Professor X and I made a monthly pilgrimage to Devon Ave. for Indian food during our time in Chicago. After gorging on kebab and numerous other savory dishes, we’d manage to find room for tea and sweets after. Professor X loves all of them, but rasmalai is a shared favorite. Now that we’re tucked away in a town with only two Indian restaurants and one S. Asian grocery, sweets aren’t easy to come by. Devi has a few kinds shipped in every Friday from Portland, but they’re ones that keep well: ladoo, jalebi, and chumchum. Rasmalai – paneer balls steamed and soaked in sweetened milk – go bad quickly. With Durga Puja on the horizon, I decided to make some at home this week after consulting Manjula’s Kitchen, my go-to for Indian home cooking.

Step One: Make Paneer
Yes. You have to make paneer. You can’t just run out and buy a block at your nearest Indian grocery either. You need soft, malleable paneer to do rasmalai. Thankfully, it’s pretty easy. Just add 1/4 cup of lemon juice to 4 cups of boiling milk. Strain it in cheesecloth once the fat separates from the whey. Let it drain for about an hour.

Step Two: Knead and Form
After years of honing European and American kitchen skills, I confront techniques that just shouldn’t work – but do – with Indian home cooking. Kneading and forming what’s essentially ricotta into small patties is one.

It *can* be done.

It *can* be done.

You’ll notice that mine are a little uneven. They’re also cracked around the edges. Lesson learned: my paneer was on the dry side and I’m pretty sure I didn’t knead it enough since it wasn’t quite rolling itself into dough. To be honest, I forgot that it was supposed to do that.

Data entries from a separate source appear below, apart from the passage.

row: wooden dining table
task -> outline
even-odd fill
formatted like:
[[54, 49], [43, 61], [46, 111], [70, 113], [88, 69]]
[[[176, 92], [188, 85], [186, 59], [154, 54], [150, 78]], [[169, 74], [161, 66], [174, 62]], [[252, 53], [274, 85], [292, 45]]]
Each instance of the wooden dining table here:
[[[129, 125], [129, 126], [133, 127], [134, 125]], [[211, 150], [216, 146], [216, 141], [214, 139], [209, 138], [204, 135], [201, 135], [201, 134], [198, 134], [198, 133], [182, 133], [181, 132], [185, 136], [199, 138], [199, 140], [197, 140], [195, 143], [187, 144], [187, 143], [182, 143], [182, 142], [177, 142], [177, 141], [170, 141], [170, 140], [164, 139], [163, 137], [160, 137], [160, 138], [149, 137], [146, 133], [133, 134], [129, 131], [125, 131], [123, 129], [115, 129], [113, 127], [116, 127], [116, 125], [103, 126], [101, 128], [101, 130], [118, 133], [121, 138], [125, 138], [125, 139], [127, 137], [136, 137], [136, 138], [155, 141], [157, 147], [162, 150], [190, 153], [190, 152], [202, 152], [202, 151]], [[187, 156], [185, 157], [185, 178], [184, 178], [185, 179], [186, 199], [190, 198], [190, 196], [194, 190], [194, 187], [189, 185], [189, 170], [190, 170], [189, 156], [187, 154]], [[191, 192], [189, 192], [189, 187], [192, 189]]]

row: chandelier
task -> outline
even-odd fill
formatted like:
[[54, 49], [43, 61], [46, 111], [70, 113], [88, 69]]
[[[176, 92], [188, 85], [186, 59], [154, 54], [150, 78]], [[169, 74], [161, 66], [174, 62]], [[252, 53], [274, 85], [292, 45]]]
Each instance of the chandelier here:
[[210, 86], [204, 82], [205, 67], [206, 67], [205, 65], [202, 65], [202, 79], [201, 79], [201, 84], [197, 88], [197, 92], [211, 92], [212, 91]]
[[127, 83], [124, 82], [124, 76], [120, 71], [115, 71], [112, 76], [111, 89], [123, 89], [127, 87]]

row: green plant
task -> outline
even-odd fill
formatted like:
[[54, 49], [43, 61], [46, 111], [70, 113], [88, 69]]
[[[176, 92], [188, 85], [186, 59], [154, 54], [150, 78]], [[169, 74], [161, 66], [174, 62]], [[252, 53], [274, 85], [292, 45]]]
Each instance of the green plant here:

If you watch Manjula’s instructional video for rasgulla, you’ll see the magic. Do note that a dough scraper is useful for this step. I used my Ventra card since that’s about all it’s good for.

Step Three: Pressure Cooker

I’ve never owned a pressure cooker. After tales of confirmed explosions and lentils on the ceiling, I’m wary of this bit of equipment, which is incredibly necessary to many home recipes. How necessary? In the same way U.S. parents give their kids frying pans upon moving out, Indian parents gift pressure cookers. Professor X toted one all the way from Kolkata to Chicago, then promptly lost the whistle.

Hissin' and spittin' like the Nechung oracle.

Hissin’ and spittin’ like the Nechung oracle.

My sense of cooking times is still a little off, but nothing has gone wrong yet. I waited seven minutes per instruction and voila!

Holy shit! It worked!

Holy shit! It worked!

If you stop at this point in the recipe – where you cook paneer balls in sugar syrup – you will have rasgulla. I pressed on and cooked them one last time in sweetened milk with cardamom, then garnished with chopped pistachios.

I forgot to take pictures. However, none of them broke and I didn’t scald the milk sour. The finished product squeaked a little – much like cheese curds – while I chewed. I suspect that less draining and more kneading will remedy this. Professor X ate enthusiastically as it’s been more than a year since our last rasmalai experience. His official statement was “These are really good for your first time.”

In the end, rasmalai aren’t as hard as suspected. They take a bit of time and an experienced hand to determine the proper texture, which is why most folks leave rasmalai preparation to professionals. I’m nowhere near ready to open Gulab – my imaginary Indian sweet shop in Corvallis – but can easily scratch the itch when we crave variety.